Rod Tucker ponders the best treatment for this common condition as he weighs up the latest research
There is little doubt that exercise has a wide range of health benefits – especially in reducing our risk of premature death.
In fact, one systematic review found that physical activity reduced cardiovascular mortality by an average of 35%. A major risk factor for cardiovascular disease is high blood pressure (hypertension) and the benefits of anti-hypertensive drug therapy in terms of reducing coronary events and stroke are well established.
Furthermore, there is good evidence that exercise can reduce blood pressure in those with hypertension but no studies have directly compared exercise with drug treatment. So what is the relative benefit of each at reducing blood pressure?
A recent network meta-analysis has tried to shed some light on the relative anti-hypertensive effects of each intervention. A network meta-analysis is used when there are no direct comparative studies and allows researchers to equate the effects of different interventions (in this case exercise and drug treatment) on hypertension.
The study included data from a total of 391 randomised trials on exercise that included over 10,000 participants and 194 trials (29,281 patients). The trials evaluated anti-hypertensive therapies including angiotensin-converting enzyme inhibitors (ACEi), calcium channel blockers and diuretics.
The authors found that, overall, both interventions were able to reduce blood pressure though the average reduction from drug therapy was greater than for exercise (8.8 mmHg vs 4.84 mmHg). Nevertheless, when comparing the reductions in those with existinghypertension, exercise reduced systolic blood pressure by an average of 8.96 mmHg, ie to a similar extent as drug therapy.
Furthermore, it didn’t seem to matter which form of exercise was used, ie aerobic or resistance-training, and there was evidence that combining endurance and resistance training had an additional blood pressure-lowering effect.
This study builds on work by the same group who observed that where evidence existed (though there wasn’t very much) it seems that physical activity is as effective as drug interventions in the secondary prevention of heart disease, stroke, heart failure and prediabetes. Other work in over 10,000 hypertensive patients has also demonstrated that either running or walking 11.5 miles per week has a significant reduction in all-cause mortality and cardiovascular disease.
But before we rush out and advise all our hypertensive patients to join a gym, a recent report from the British Heart Foundation found that around 39% of UK adults (roughly 20 million people) are failing to meet Government targets for physical activity.

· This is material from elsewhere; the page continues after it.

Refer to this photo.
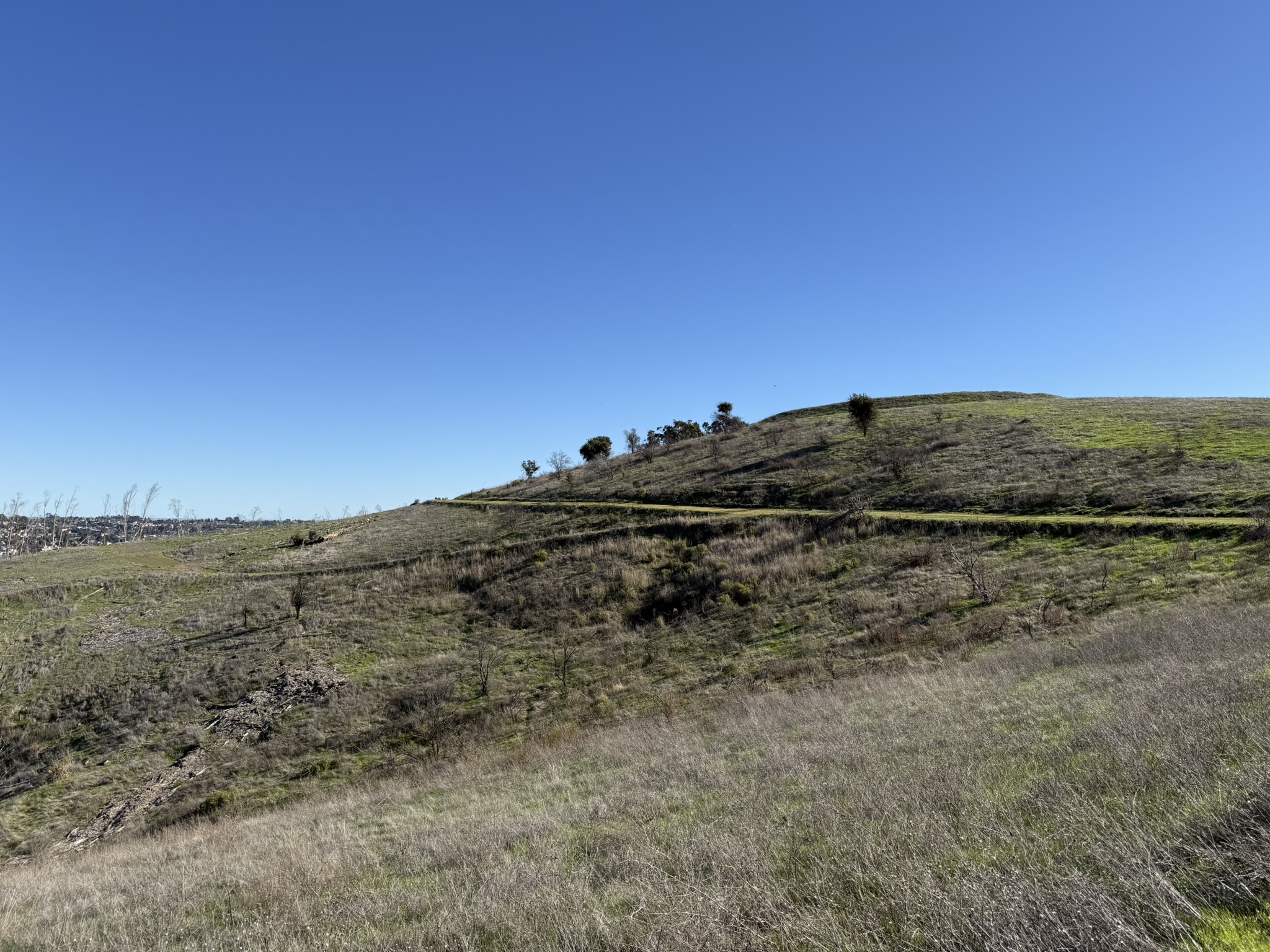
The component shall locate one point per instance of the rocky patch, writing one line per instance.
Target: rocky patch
(126, 813)
(252, 718)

The finding from the network meta-analysis are important because it has been estimated that about half of those diagnosed with hypertension and prescribed treatment, stop taking that treatment with a year, thus highlighting the need for alternative blood pressure lowering strategies.
If patients don’t want to take up physical activity, apart from weight loss and reducing salt intake, are there any alternative and effective non-drug interventions to reduce blood pressure. One unusual but seemingly effective strategy is the use of isometric handgrip training. The most common protocol involves four two-minute periods of sustained isometric contractions (i.e., gently squeezing the device) separated by a 1-minute rest, performed three to five times a week using a handgrip dynamometer.

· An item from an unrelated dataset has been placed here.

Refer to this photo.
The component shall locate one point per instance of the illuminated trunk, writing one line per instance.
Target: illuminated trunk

This form of exercise doesn’t require a trip to the gym and can even be performed sat at home in front of the TV! While there have only been a small number of studies, it appears to reduce systolic blood pressure by 5 – 8 mm Hg in hypertensive patients.
In summary, there is convincing evidence that exercise interventions are likely to be as effective as drug treatment in those with high blood pressurem yet many fail to achieve sufficient levels of activity.
While all hypertensive patients should aim to become more physically active, for those who are reluctant to work up a sweat, a hand dynamometer might represent an acceptable and effective alternative.